Prior to this he worked on the Canada Desk in North America Department, was Executive Assistant to the former Permanent Under-Secretary Sir Simon Fraser, and was a VIP Visits Officer at the 2012 Olympics. Neil has also served overseas in Canada and Pakistan. Before joining the Foreign and Commonwealth Office in 2007, Neil taught English overseas.
Mandy Sanghera is an international human rights activist who has spent the last 26 years supporting victims and survivors of honour-based violence and cultural abuse, female genital mutilation and forced marriage.
Mandy is currently working with the European Parliament and other associated countries (Switzerland, Norway, Bosnia-Herzegovina, Serbia, Albania and Turkey) on the subject of forced marriage. Mandy has been involved in many Government enquires and will also be working with the Government regarding Sharia Law in the UK.

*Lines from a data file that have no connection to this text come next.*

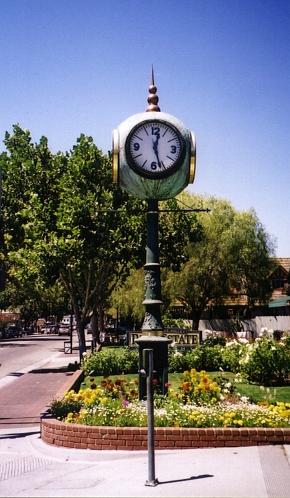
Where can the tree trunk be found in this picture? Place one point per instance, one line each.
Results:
(196, 314)
(95, 330)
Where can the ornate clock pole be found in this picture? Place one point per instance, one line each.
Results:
(153, 159)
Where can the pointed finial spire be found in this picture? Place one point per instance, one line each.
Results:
(152, 97)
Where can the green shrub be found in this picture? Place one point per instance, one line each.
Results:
(268, 363)
(215, 341)
(111, 361)
(232, 356)
(60, 408)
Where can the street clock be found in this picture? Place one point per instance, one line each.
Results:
(153, 153)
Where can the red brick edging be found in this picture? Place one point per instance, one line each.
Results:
(135, 438)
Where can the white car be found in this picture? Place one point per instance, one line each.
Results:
(65, 324)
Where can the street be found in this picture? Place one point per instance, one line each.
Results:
(19, 353)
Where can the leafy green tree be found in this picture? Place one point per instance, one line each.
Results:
(59, 224)
(234, 251)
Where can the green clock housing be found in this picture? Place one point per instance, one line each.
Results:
(153, 155)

Mandy has delivered training to the CPS, police, local authorities, and other organisations around safeguarding, cultural competency, and the ideology of cultural practices. Mandy has published articles in academic papers and international magazines on learning disabilities and forced marriage.
Suzanne Wilson has recently retired from the NHS having worked for 23 years as a Clinical Psychologist in a Community Learning Disability Service in East London, the last 10 years at a Consultant level. Suzanne worked on a substantial number of Mental Capacity Assessments concerning marriage and sexual relations and observed how the Mental Capacity Act and Forced Marriage Act are used in the legal context of the Court of Protection. Suzanne provided supervision, consultation and support to colleagues in the multi-disciplinary integrated team and co-led, with local authority colleagues, the developing team protocol and assessment pathway.
Suzanne is committed to using her experience in contributing to research, policy and practise training in the areas of assessment, case formulation and safeguarding. She also has interest in developing therapeutic interventions that help individuals and families cope with emotional experiences and stigma linked to mental capacity and marriage.
Polly has been supporting South Asian women for over 20 years. In 2008, having identified a gap in service provision for women who have been or are at risk of being disowned and who require long term support to lead a successful independent life without fear, she set up The Sharan Project. She has extensive understanding of a wide range of harmful practices faced by South Asian women and the barriers and challenges faced in seeking support.
She has a strong working knowledge of legal remedies in relation to Family Law disputes, Matrimonial Law, Child Abduction, Immigration and Court procedures. She has supported clients through High Court hearings and appeals, asylum screenings and is an expert witness in forced marriage and honour abuse cases.
Polly regularly speaks on these matters at national and local conferences, receiving referrals from solicitors, social services, police forces, medical professional and individuals. She is also a panel member for the Children's Commissioner's Inquiry looking into familial abuse, drawing upon her expert knowledge and insight of varying cultural contexts and her work with women who have been abused as children.
Professor Nora Ellen Groce is the Chair and Director of the Leonard Cheshire Disability and Inclusive Development Centre at University College London.
She is a medical anthropologist, working in global health and international development, with a particular focus on global disability research. Professor Groce has served on the faculties of Harvard and Yale before joining University College London in 2008.
She has published widely on topics related to disability and serves as an advisor for a number of UN agencies, governments, non-governmental organisations and disabled peoples organisations. She has worked and advised on issues of forced marriage among persons with disabilities as well as violence against persons with disabilities.